Domestic team information
- 1926: Ireland

Career statistics
| Competition | First-class |
| Matches | 1 |
| Runs scored | 2 |
| Batting average | 1.00 |
| 100s/50s | –/– |
| Top score | 2 |
| Balls bowled | 0 |
| Wickets | – |
| Bowling average | – |
| 5 wickets in innings | – |
| 10 wickets in match | – |
| Best bowling | – |
| Catches/stumpings | 1/– |
- Source: Cricinfo, 7 November 2018

= David Pickeman =

Irish cricketer

David Chalmers Pickeman (8 May 1893 - June 1945) was an Irish first-class cricketer.

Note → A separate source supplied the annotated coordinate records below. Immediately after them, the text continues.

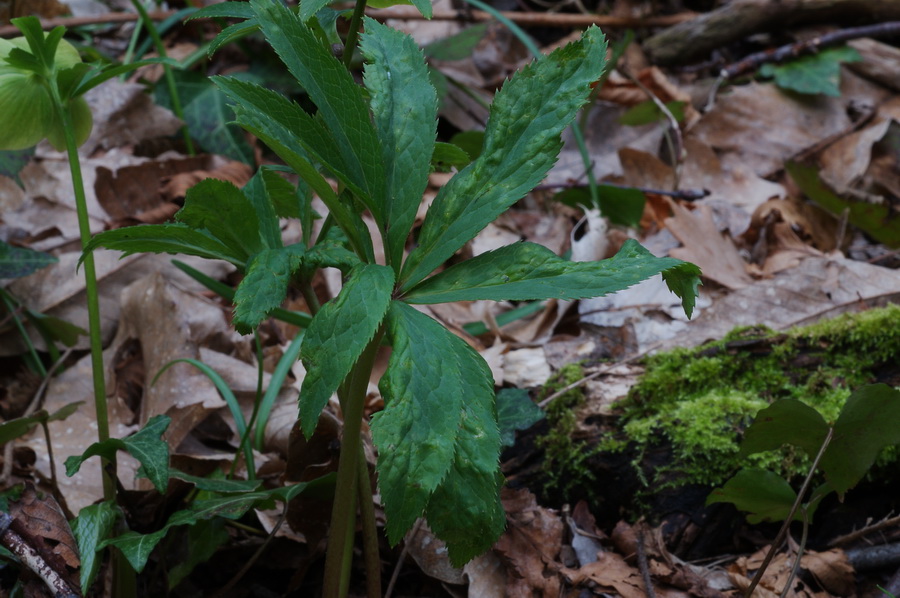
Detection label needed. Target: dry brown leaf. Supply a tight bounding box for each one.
[666,204,753,290]
[494,488,563,597]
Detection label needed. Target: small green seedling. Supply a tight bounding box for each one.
[706,384,900,596]
[82,0,700,597]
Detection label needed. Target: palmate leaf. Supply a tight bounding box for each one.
[234,244,305,334]
[400,27,606,290]
[251,0,385,220]
[403,239,700,316]
[360,18,437,271]
[300,264,394,438]
[372,301,505,563]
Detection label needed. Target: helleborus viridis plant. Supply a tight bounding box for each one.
[89,0,700,596]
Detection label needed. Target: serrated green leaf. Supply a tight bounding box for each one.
[785,162,900,247]
[251,0,385,220]
[404,239,700,315]
[740,399,828,458]
[401,27,606,290]
[213,77,364,258]
[360,17,438,272]
[422,23,488,60]
[155,71,256,166]
[706,469,802,524]
[84,223,246,268]
[71,501,119,596]
[759,46,862,97]
[425,372,506,567]
[0,241,59,278]
[371,301,472,544]
[175,179,266,261]
[497,388,544,447]
[300,264,394,438]
[234,245,304,334]
[66,415,172,492]
[243,168,284,249]
[819,384,900,497]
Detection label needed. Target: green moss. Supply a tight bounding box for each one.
[600,305,900,489]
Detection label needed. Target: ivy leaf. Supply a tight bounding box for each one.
[740,399,828,458]
[820,384,900,498]
[300,264,394,438]
[175,179,266,261]
[234,244,305,334]
[371,301,468,544]
[250,0,385,225]
[400,27,606,291]
[360,18,437,271]
[72,501,119,596]
[66,415,172,492]
[0,241,59,278]
[706,469,802,524]
[759,46,862,98]
[404,239,700,316]
[78,222,239,268]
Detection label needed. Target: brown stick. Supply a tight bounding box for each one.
[0,6,697,37]
[643,0,900,64]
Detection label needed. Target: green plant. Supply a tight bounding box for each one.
[77,0,699,596]
[707,384,900,597]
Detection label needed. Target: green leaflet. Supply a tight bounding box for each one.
[300,264,394,438]
[371,301,468,544]
[79,223,239,268]
[400,27,606,291]
[250,0,385,220]
[234,245,304,334]
[175,179,266,261]
[425,378,506,567]
[403,239,700,315]
[215,77,363,255]
[360,18,437,272]
[66,415,172,492]
[72,501,119,596]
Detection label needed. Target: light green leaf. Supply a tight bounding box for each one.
[425,376,506,567]
[71,501,119,596]
[213,77,363,255]
[360,18,437,272]
[759,46,862,97]
[79,223,239,268]
[404,239,700,322]
[66,415,172,492]
[706,469,802,524]
[497,388,544,448]
[251,0,385,220]
[401,27,606,291]
[0,241,59,278]
[175,179,266,261]
[234,244,304,334]
[300,264,394,438]
[740,399,828,458]
[820,384,900,497]
[372,301,468,544]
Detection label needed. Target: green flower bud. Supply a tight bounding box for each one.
[0,37,93,150]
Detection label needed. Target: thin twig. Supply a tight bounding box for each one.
[538,341,662,409]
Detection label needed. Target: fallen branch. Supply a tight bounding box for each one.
[643,0,900,65]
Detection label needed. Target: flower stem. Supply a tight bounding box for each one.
[322,329,384,598]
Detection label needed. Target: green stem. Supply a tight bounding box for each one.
[131,0,196,156]
[322,329,384,598]
[344,0,366,68]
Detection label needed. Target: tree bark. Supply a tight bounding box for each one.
[644,0,900,65]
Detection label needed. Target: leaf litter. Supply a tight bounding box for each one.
[0,3,900,597]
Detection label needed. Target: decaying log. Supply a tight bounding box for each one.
[643,0,900,65]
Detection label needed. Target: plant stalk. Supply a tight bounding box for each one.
[322,328,384,598]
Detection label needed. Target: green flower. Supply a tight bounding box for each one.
[0,37,93,150]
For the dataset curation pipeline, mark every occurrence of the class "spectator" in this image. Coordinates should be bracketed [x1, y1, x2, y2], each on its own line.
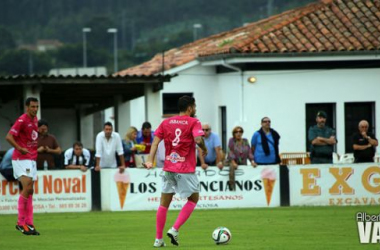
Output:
[0, 147, 16, 181]
[37, 119, 62, 169]
[228, 126, 256, 190]
[353, 120, 378, 163]
[198, 123, 223, 169]
[308, 111, 337, 164]
[251, 117, 281, 165]
[95, 122, 125, 173]
[122, 127, 137, 168]
[64, 141, 91, 172]
[136, 122, 154, 154]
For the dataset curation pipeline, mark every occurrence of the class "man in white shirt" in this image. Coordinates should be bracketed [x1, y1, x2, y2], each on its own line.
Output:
[95, 122, 125, 173]
[64, 141, 91, 172]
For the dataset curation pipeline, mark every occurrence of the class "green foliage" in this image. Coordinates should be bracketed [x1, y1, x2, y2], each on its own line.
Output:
[0, 0, 317, 74]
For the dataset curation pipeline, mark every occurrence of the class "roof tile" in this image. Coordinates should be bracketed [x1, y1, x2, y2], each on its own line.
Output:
[118, 0, 380, 75]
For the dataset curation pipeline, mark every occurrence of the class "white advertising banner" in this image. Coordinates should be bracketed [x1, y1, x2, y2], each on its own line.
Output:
[0, 170, 92, 214]
[289, 163, 380, 206]
[101, 165, 280, 211]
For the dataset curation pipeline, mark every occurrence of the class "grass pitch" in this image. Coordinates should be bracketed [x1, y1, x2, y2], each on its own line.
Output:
[0, 206, 380, 250]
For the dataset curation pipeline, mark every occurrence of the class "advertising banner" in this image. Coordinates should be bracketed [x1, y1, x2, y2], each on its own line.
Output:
[289, 163, 380, 206]
[0, 170, 92, 214]
[101, 165, 280, 211]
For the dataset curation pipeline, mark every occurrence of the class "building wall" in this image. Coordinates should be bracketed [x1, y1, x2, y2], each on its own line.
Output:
[147, 66, 380, 154]
[41, 109, 76, 150]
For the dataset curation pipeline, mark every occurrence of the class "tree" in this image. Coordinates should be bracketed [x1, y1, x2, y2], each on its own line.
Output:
[0, 26, 16, 52]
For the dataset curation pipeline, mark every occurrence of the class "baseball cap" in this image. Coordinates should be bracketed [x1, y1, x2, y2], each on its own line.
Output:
[317, 110, 327, 118]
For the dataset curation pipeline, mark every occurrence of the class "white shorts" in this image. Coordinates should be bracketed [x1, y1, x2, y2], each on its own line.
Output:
[12, 160, 37, 181]
[162, 171, 199, 198]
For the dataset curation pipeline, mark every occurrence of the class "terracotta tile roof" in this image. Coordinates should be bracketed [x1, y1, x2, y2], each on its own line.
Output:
[119, 0, 380, 75]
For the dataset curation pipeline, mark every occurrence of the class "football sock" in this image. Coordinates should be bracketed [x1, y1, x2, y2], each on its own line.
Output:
[156, 206, 168, 239]
[173, 201, 197, 231]
[17, 194, 28, 226]
[25, 195, 34, 225]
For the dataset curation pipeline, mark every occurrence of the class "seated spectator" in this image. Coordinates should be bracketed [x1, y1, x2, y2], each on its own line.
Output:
[227, 126, 256, 190]
[37, 119, 62, 169]
[64, 141, 91, 172]
[352, 120, 378, 163]
[136, 122, 154, 154]
[251, 117, 281, 165]
[0, 148, 16, 181]
[198, 123, 223, 169]
[122, 127, 137, 168]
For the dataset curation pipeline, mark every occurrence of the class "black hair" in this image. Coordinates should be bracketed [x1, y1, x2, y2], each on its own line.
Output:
[25, 97, 38, 106]
[141, 122, 152, 130]
[103, 122, 113, 128]
[178, 95, 195, 112]
[38, 119, 49, 127]
[73, 141, 83, 148]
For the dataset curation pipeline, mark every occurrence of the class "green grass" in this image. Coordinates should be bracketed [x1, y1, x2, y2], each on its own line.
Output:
[0, 206, 380, 250]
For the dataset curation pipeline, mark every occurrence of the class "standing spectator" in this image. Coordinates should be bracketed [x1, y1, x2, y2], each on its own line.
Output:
[0, 147, 16, 181]
[198, 123, 223, 169]
[145, 96, 207, 247]
[64, 141, 91, 172]
[6, 97, 40, 235]
[122, 127, 137, 168]
[95, 122, 125, 173]
[353, 120, 379, 163]
[308, 111, 337, 164]
[227, 126, 256, 190]
[251, 117, 281, 165]
[37, 119, 62, 169]
[136, 122, 154, 154]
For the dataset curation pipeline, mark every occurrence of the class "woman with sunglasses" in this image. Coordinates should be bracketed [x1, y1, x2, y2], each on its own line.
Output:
[228, 126, 256, 190]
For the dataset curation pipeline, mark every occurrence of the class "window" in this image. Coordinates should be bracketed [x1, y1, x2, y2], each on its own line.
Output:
[306, 103, 339, 152]
[344, 102, 376, 153]
[162, 93, 193, 116]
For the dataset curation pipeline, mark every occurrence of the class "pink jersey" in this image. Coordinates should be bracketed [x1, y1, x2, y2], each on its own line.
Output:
[9, 114, 38, 161]
[154, 116, 204, 173]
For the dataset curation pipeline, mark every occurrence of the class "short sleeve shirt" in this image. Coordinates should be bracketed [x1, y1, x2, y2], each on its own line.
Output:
[204, 132, 221, 162]
[64, 148, 91, 167]
[154, 116, 204, 173]
[9, 114, 38, 161]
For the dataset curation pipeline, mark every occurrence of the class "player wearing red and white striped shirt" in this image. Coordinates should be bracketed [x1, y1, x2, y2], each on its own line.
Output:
[6, 97, 40, 235]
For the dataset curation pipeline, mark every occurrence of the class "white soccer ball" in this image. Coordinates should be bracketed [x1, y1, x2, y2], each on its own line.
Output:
[212, 227, 232, 245]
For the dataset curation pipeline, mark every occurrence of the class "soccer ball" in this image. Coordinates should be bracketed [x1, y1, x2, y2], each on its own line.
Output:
[212, 227, 232, 245]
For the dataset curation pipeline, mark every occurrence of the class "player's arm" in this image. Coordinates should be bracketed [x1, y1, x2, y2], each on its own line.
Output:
[5, 133, 29, 155]
[143, 135, 161, 168]
[194, 136, 208, 156]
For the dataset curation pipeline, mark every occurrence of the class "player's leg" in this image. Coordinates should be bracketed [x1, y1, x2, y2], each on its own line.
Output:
[154, 193, 174, 247]
[167, 174, 199, 246]
[16, 175, 33, 235]
[25, 161, 40, 235]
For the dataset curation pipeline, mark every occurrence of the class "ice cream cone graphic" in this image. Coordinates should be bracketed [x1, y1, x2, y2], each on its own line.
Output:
[114, 171, 130, 209]
[261, 168, 276, 206]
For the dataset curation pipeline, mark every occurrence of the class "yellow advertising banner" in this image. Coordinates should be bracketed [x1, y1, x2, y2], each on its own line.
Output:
[289, 163, 380, 206]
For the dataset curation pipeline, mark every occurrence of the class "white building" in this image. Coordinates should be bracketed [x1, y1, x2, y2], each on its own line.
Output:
[119, 0, 380, 154]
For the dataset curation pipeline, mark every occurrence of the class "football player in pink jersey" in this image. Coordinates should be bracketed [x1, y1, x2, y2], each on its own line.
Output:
[145, 96, 207, 247]
[6, 97, 40, 235]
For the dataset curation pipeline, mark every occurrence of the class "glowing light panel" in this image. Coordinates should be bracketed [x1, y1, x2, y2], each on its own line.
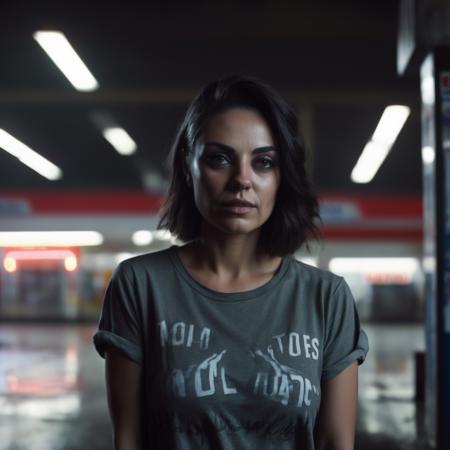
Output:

Pickeman was born at Dublin in May 1893 to William and Janet Pickeman, Scottish immigrants to Ireland. His father was responsible for laying out the course at Portmarnock Golf Club. He served in World War I with the British Army, reaching the rank of Corporal in the Royal Engineers. Following the war, he returned to Ireland and began to play club cricket for Pembroke and occasionally Leinster. He made his debut for Ireland in a minor match against Wales at Cardiff. He made one appearance in first-class cricket for Ireland against Scotland at Glenpark in 1926. Batting twice in the match, Pickeman was dismissed for 2 runs by Gilbert Hole in Ireland's first-innings, while in their second-innings he was dismissed without scoring by Alexander Forrester. He continued to play club cricket in Dublin until 1931. Outside of cricket, he worked as a chemist. He died at Dublin in June 1945.